NAME

create_viterbi27, init_viterbi27, update_viterbi27, chainback_viterbi27, delete_viterbi27, create_viterbi29, init_viterbi29, update_viterbi29, chainback_viterbi29, delete_viterbi29 - IA32 SIMD-assisted Viterbi decoders

SYNOPSIS

#include "viterbi27.h"
void *create_viterbi27(int blocklen);
int init_viterbi27(void *vp,int starting_state);
int update_viterbi27(void *vp,unsigned char sym1,unsigned char sym2);
int chainback_viterbi27(void *vp, unsigned char *data,unsigned int nbits,unsigned int endstate);
void delete_viterbi27(void *vp);
void emms_viterbi27(void);
extern char id_viterbi27[];

#include "viterbi29.h"
void *create_viterbi29(int blocklen);
int init_viterbi29(void *vp,int starting_state);
int update_viterbi29(void *vp,unsigned char sym1,unsigned char sym2);
int chainback_viterbi29(void *vp, unsigned char *data,unsigned int nbits,unsigned int endstate);
void delete_viterbi29(void *vp);
void emms_viterbi29(void);
extern char id_viterbi29[];

DESCRIPTION

These functions implement high performance Viterbi decoders for two convolutional codes: a rate 1/2 constraint length 7 (k=7) code ("viterbi27") and a rate 1/2 k=9 code ("viterbi29").
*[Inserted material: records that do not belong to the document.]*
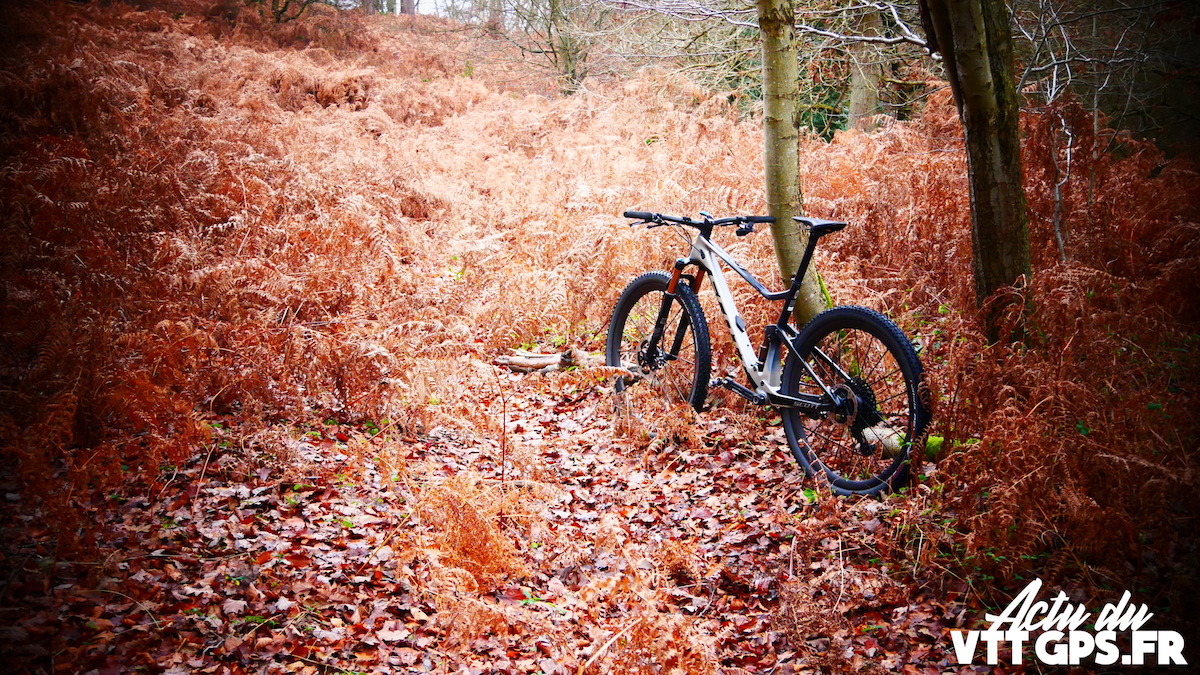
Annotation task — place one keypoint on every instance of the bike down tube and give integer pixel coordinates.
(702, 254)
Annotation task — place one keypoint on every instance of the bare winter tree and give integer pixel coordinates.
(975, 40)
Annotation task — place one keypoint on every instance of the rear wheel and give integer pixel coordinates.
(865, 446)
(676, 363)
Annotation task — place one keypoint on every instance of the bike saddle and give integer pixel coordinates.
(820, 227)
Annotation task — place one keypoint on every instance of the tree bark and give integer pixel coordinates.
(867, 72)
(976, 43)
(780, 84)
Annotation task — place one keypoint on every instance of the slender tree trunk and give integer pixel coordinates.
(975, 40)
(865, 75)
(780, 81)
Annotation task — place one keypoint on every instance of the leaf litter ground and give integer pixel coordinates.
(563, 544)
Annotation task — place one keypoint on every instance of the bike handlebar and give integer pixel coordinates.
(660, 219)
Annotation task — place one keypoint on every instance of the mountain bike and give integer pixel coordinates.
(849, 384)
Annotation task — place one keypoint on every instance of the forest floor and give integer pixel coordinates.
(345, 553)
(256, 279)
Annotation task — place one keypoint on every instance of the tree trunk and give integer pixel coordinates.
(865, 75)
(780, 84)
(976, 45)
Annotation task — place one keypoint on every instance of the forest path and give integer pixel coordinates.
(556, 547)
The decoders use the Intel IA32 SIMD instruction sets, if available, to improve performance.

There are three different IA32 SIMD instruction sets. The most common is MMX, first implemented on later Intel Pentiums and then on the Intel Pentium II and most Intel clones (AMD K6, Transmeta Crusoe, etc). SSE was introduced on the Pentium III and later implemented in the AMD Athlon 4 (AMD calls it "3D Now! Professional"). Most recently, SSE2 was introduced in the Intel Pentium 4. As of late 2001, there are no other known implementations of SSE2.

Four separate static libraries implement the decoders for the four different instruction sets. -lviterbi_port uses no SIMD instructions; it is intended for pre-MMX IA32 machines and for non-IA32 machines. -lviterbi_mmx is for IA-32 machines that support the MMX instructions; -lviterbi_sse is for machines with the SSE instructions, and -lviterbi_sse2 is for machines with SSE2 support. The function names and calling conventions are the same for all four versions, although the size of certain internal data structures are different.
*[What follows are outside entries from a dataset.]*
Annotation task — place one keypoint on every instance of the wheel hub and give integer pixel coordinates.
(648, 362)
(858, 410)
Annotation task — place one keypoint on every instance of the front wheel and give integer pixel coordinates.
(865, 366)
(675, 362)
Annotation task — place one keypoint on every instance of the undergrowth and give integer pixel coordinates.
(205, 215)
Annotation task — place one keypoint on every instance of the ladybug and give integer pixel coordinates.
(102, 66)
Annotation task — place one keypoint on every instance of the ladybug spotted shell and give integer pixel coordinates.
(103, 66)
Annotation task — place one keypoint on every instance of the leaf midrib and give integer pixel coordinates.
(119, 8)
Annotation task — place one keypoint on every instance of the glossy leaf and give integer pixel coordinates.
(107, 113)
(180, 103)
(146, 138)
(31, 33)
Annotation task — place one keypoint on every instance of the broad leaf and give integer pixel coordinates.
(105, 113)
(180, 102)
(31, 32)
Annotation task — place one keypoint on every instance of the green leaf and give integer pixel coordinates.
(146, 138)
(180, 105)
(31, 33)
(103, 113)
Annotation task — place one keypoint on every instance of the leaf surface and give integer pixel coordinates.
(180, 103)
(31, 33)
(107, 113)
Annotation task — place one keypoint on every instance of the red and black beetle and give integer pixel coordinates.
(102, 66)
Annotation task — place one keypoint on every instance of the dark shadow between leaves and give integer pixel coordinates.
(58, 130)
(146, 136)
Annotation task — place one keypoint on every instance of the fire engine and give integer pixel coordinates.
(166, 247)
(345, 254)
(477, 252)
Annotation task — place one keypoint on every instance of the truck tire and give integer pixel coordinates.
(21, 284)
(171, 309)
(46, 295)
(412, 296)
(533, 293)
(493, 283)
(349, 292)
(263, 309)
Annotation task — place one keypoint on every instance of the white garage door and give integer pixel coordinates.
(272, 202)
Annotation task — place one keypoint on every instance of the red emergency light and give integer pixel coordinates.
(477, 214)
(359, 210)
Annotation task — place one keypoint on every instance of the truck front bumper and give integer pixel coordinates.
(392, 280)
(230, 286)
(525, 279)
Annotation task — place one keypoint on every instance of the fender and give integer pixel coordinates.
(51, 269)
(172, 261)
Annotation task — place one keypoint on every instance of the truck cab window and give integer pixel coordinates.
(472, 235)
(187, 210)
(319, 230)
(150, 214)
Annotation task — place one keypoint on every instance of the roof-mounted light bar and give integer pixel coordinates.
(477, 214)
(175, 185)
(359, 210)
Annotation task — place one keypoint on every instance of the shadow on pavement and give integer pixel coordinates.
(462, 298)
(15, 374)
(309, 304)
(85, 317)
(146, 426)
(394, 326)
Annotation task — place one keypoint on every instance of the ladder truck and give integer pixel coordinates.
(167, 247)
A shared library, -lviterbi is also provided; it is assumed to refer to the correct version for the current machine.

USAGE

Two versions of each function are provided, one for the k=7 code and another for the k=9 code. In the following discussion the k=7 code will be assumed. To use the k=9 code, simply change all references to "viterbi27" to "viterbi29".

Before Viterbi decoding can begin, an instance must first be created with create_viterbi27(). This function creates and returns a pointer to an internal control structure containing the path metrics and the branch decisions. create_viterbi27() takes one argument that gives the length of the data block in bits. You must not attempt to decode a block longer than the length given to create_viterbi27().

After a decoder instance is created, and before decoding a new frame, init_viterbi27() must be called to reset the decoder state. It accepts the instance pointer returned by create_viterbi27() and the initial starting state of the convolutional encoder (usually 0). If the initial starting state is unknown or incorrect, the decoder will still function but the decoded data may be incorrect at the start of the block.

Each pair of received symbols is processed with a call to update_viterbi27(). Each symbol is expected to range from 0 through 15, with 0 corresponding to a "strong 0" and 15 corresponding to a "strong 1". The caller is responsible for determining the proper pairing of input symbols (commonly known as decoder symbol phasing).

At the end of the block, the data is recovered with a call to chainback_viterbi27(). The arguments are the pointer to the decoder instance, a pointer to a user-supplied buffer into which the decoded data is to be written, the number of data bits (not bytes) that are to be decoded, and the terminal state of the convolutional encoder at the end of the frame (usually 0). If the terminal state is incorrect or unknown, the decoded data bits at the end of the frame may be unreliable. The decoded data is written in big-endian order, i.e., the first bit in the frame is written into the high order bit of the first byte in the buffer. If the frame is not an integral number of bytes long, the low order bits of the last byte in the frame will be unused.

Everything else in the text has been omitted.